The second detent assembly 21, which is conventional in the art, includes an armature 22 which is mounted to the base portion 18 of the lever 17 for movement therewith. The armature 22 thus moves in a curved path as the lever 17 and the base portion 18 are pivoted relative to the upper end portion 16 as viewed in FIG. 1.

The second detent assembly 21 also includes an electromagnet 24 secured to the upper end portion 16 of the control valve 10. As is well known, the electro-magnet is selectively connected to a source of electric current (not shown). The electromagnet 24 is secured on the upper end portion 16 so as to be positioned along the curved path of travel of the associated armature 22 as the lever 17 is pivoted in the clockwise direction as viewed in FIG. 1. As a result, the armature 22 engages the electromagnet 24 just after the lever 17 has been pivoted to the point that the maximum available system pressure is being supplied to the associated controlled device. If the electromagnet 24 is connected to the source of electric current, the magnetic force will hold the armature 22 to the electromagnet 24, thereby retaining the lever 17 in position. The operator may return the lever 17 to the center position by manually applying a sufficient force in the counter-clockwise direction, as viewed in FIG. 1. The lever 17 may also be returned to the center position by disconnecting the electromagnet 24 from its source of electric current, as is well known. While electromagnetic detent assemblies 20 and 21 are illustrated, any type of detent assembly is suitable for use with the control valve 10 of this invention.

As mentioned above, first and second plunger valve assemblies, indicated generally at 25 and 26, are mounted within the control valve 10. The first and second plunger valve assemblies 25 and 26 are identical in structure and operation.
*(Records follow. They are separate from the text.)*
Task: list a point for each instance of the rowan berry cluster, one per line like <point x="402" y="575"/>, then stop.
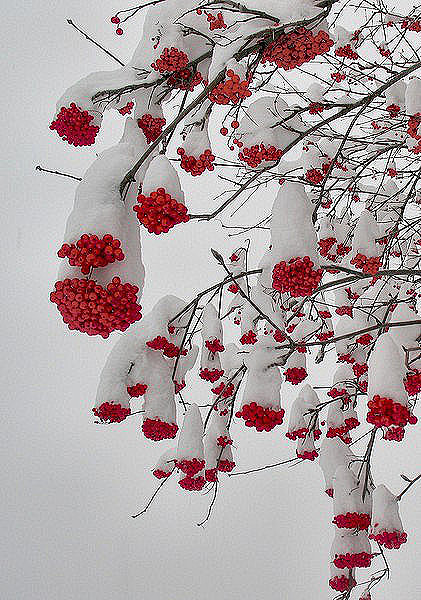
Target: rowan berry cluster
<point x="159" y="212"/>
<point x="260" y="417"/>
<point x="160" y="474"/>
<point x="413" y="382"/>
<point x="295" y="375"/>
<point x="296" y="277"/>
<point x="196" y="166"/>
<point x="92" y="252"/>
<point x="135" y="391"/>
<point x="171" y="60"/>
<point x="215" y="22"/>
<point x="111" y="413"/>
<point x="151" y="126"/>
<point x="346" y="52"/>
<point x="393" y="110"/>
<point x="384" y="412"/>
<point x="351" y="561"/>
<point x="92" y="309"/>
<point x="294" y="49"/>
<point x="353" y="520"/>
<point x="211" y="375"/>
<point x="192" y="484"/>
<point x="223" y="441"/>
<point x="390" y="539"/>
<point x="369" y="265"/>
<point x="230" y="91"/>
<point x="256" y="154"/>
<point x="127" y="109"/>
<point x="73" y="125"/>
<point x="157" y="430"/>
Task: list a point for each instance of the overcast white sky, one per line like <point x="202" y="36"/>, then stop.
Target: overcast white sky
<point x="69" y="486"/>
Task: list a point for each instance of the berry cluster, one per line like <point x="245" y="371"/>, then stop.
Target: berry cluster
<point x="111" y="413"/>
<point x="135" y="391"/>
<point x="190" y="466"/>
<point x="353" y="520"/>
<point x="232" y="90"/>
<point x="196" y="166"/>
<point x="92" y="309"/>
<point x="259" y="417"/>
<point x="256" y="154"/>
<point x="159" y="212"/>
<point x="365" y="339"/>
<point x="192" y="484"/>
<point x="73" y="125"/>
<point x="295" y="375"/>
<point x="214" y="22"/>
<point x="350" y="561"/>
<point x="384" y="412"/>
<point x="369" y="265"/>
<point x="127" y="109"/>
<point x="214" y="346"/>
<point x="325" y="245"/>
<point x="151" y="126"/>
<point x="338" y="77"/>
<point x="171" y="60"/>
<point x="359" y="369"/>
<point x="168" y="348"/>
<point x="390" y="539"/>
<point x="315" y="108"/>
<point x="92" y="252"/>
<point x="294" y="49"/>
<point x="307" y="454"/>
<point x="297" y="277"/>
<point x="248" y="338"/>
<point x="302" y="433"/>
<point x="156" y="430"/>
<point x="211" y="474"/>
<point x="341" y="583"/>
<point x="393" y="110"/>
<point x="211" y="375"/>
<point x="346" y="52"/>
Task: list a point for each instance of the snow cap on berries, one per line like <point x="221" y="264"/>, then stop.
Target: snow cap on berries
<point x="190" y="442"/>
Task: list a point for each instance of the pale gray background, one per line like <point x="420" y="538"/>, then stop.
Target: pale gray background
<point x="69" y="486"/>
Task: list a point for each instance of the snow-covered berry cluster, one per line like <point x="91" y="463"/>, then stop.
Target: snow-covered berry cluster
<point x="159" y="212"/>
<point x="260" y="417"/>
<point x="151" y="126"/>
<point x="196" y="166"/>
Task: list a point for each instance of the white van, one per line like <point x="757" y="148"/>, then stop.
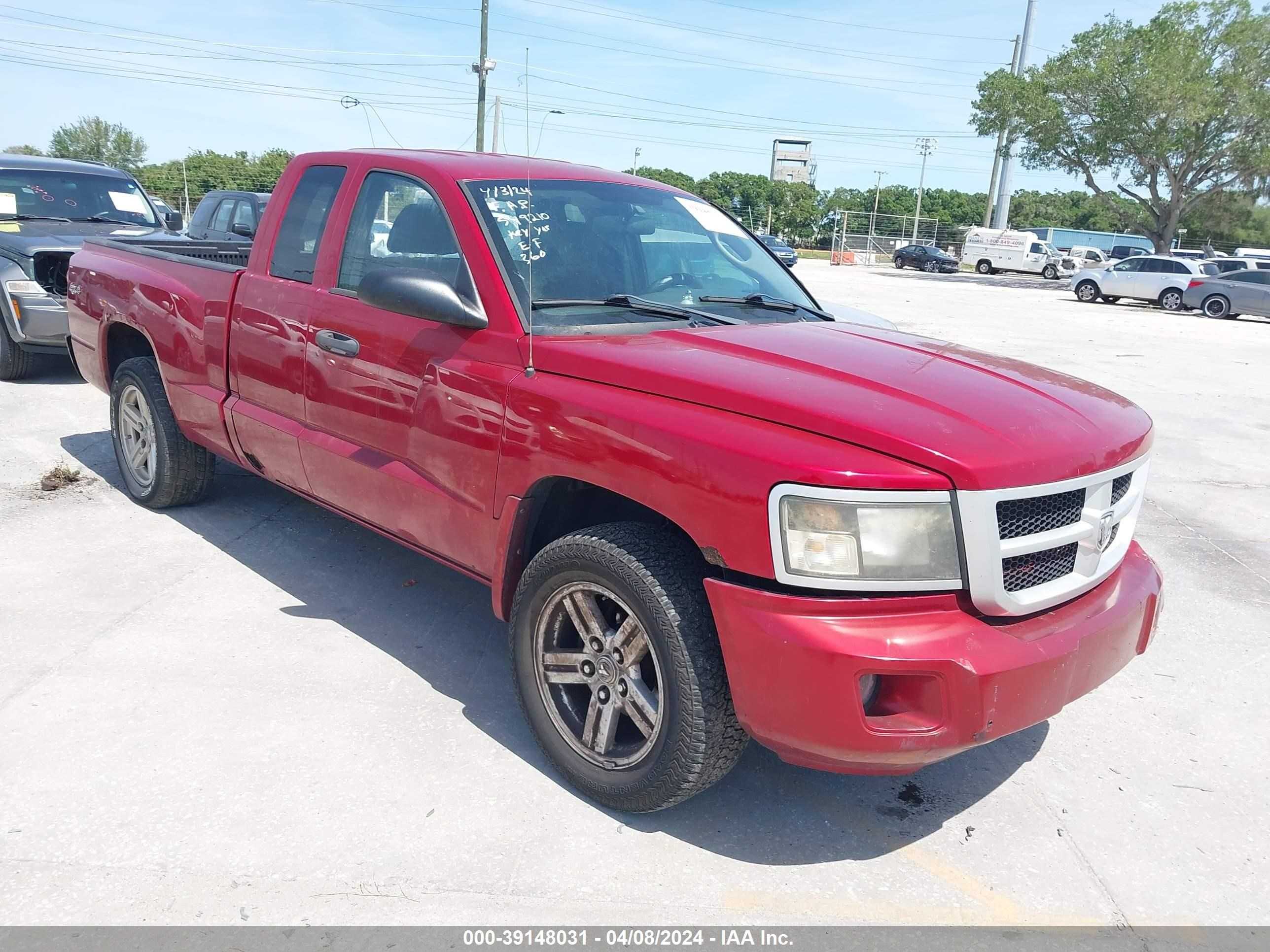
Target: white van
<point x="991" y="250"/>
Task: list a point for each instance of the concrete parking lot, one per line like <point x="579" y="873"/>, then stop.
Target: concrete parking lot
<point x="252" y="711"/>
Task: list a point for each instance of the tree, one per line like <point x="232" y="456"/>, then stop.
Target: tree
<point x="93" y="137"/>
<point x="670" y="177"/>
<point x="1176" y="109"/>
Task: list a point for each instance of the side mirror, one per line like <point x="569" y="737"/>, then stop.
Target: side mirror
<point x="417" y="294"/>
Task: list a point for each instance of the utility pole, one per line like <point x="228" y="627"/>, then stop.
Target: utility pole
<point x="873" y="219"/>
<point x="996" y="157"/>
<point x="1001" y="216"/>
<point x="482" y="70"/>
<point x="925" y="146"/>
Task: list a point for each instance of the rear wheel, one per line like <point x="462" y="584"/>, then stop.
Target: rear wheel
<point x="1216" y="306"/>
<point x="16" y="364"/>
<point x="1171" y="299"/>
<point x="619" y="671"/>
<point x="160" y="466"/>
<point x="1088" y="292"/>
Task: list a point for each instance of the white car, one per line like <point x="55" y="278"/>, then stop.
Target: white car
<point x="1158" y="278"/>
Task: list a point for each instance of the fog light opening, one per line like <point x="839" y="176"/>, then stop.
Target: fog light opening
<point x="869" y="684"/>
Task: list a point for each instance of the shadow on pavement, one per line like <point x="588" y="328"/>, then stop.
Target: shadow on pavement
<point x="440" y="625"/>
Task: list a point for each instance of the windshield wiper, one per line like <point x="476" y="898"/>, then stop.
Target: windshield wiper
<point x="109" y="221"/>
<point x="771" y="304"/>
<point x="642" y="305"/>
<point x="35" y="217"/>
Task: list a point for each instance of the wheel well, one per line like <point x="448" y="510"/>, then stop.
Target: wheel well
<point x="559" y="506"/>
<point x="124" y="343"/>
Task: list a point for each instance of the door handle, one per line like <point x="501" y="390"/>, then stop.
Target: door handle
<point x="337" y="343"/>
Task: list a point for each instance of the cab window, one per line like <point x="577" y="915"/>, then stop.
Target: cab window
<point x="398" y="224"/>
<point x="295" y="253"/>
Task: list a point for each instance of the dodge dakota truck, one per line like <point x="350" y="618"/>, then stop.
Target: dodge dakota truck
<point x="706" y="512"/>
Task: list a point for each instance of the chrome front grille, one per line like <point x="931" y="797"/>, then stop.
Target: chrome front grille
<point x="1032" y="547"/>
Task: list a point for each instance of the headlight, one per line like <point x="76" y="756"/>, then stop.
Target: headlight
<point x="864" y="540"/>
<point x="25" y="287"/>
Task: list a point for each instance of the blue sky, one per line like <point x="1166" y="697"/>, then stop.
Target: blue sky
<point x="699" y="85"/>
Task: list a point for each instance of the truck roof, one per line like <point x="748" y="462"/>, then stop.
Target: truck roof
<point x="12" y="160"/>
<point x="497" y="166"/>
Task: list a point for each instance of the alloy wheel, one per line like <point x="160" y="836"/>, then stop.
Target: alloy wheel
<point x="138" y="436"/>
<point x="599" y="676"/>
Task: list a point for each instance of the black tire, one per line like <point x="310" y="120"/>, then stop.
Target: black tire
<point x="16" y="364"/>
<point x="658" y="577"/>
<point x="1170" y="300"/>
<point x="183" y="470"/>
<point x="1217" y="306"/>
<point x="1088" y="292"/>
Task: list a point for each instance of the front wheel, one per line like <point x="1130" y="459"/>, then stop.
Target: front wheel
<point x="1088" y="292"/>
<point x="159" y="465"/>
<point x="619" y="671"/>
<point x="1171" y="299"/>
<point x="1216" y="306"/>
<point x="16" y="364"/>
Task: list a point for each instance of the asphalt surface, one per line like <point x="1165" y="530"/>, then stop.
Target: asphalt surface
<point x="252" y="711"/>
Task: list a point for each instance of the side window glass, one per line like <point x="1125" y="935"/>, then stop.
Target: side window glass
<point x="295" y="253"/>
<point x="244" y="215"/>
<point x="398" y="224"/>
<point x="221" y="220"/>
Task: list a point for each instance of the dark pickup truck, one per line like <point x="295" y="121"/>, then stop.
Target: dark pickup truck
<point x="47" y="208"/>
<point x="708" y="512"/>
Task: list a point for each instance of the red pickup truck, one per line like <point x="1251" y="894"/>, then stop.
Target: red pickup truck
<point x="708" y="512"/>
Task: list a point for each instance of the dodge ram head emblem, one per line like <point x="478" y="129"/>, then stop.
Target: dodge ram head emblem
<point x="1105" y="531"/>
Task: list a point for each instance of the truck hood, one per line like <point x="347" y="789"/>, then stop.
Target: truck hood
<point x="26" y="238"/>
<point x="982" y="420"/>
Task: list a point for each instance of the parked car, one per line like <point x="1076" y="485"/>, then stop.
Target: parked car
<point x="708" y="510"/>
<point x="1121" y="252"/>
<point x="1089" y="257"/>
<point x="228" y="216"/>
<point x="1158" y="278"/>
<point x="47" y="208"/>
<point x="991" y="250"/>
<point x="788" y="256"/>
<point x="1231" y="295"/>
<point x="926" y="258"/>
<point x="1238" y="265"/>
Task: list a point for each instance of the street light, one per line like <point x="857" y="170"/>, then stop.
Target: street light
<point x="543" y="125"/>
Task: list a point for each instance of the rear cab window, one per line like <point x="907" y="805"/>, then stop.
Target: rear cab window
<point x="295" y="252"/>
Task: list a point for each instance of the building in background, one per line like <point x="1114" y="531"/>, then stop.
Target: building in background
<point x="793" y="160"/>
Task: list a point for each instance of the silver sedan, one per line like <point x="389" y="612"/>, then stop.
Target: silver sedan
<point x="1231" y="295"/>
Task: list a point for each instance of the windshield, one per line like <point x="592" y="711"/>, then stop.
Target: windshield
<point x="73" y="195"/>
<point x="591" y="240"/>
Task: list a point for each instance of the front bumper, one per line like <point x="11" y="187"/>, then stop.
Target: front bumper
<point x="949" y="680"/>
<point x="36" y="320"/>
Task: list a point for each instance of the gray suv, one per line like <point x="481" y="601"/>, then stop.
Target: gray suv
<point x="47" y="208"/>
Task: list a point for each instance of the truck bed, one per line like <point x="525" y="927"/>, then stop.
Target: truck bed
<point x="223" y="256"/>
<point x="179" y="296"/>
The first and second plunger valve assemblies 25 and 26 control the operation of the controlled devices communicating with the first and second work ports 12 and 13, respectively. Because of their similarity, only the structure of the second plunger valve assembly 26 (which is associated with the second detent assembly 21 and the work port 13) will be discussed herein.

The second plunger valve assembly 26 includes a plunger member 27 which is axially movable upwardly and downwardly within the control valve 10. The upper end of the plunger member 27 abuts the lower surface of one end of the base portion 18 of the lever 17. Thus, pivoting movement of the lever 17 in a clockwise direction from the illustrated center position causes downward movement of the plunger member 27. The lower end of the plunger member 27 is journalled for upward and downward axial movement in an annular transition member 28. The transition member 28 is secured between the upper end portion 16 and the lower case portion 11.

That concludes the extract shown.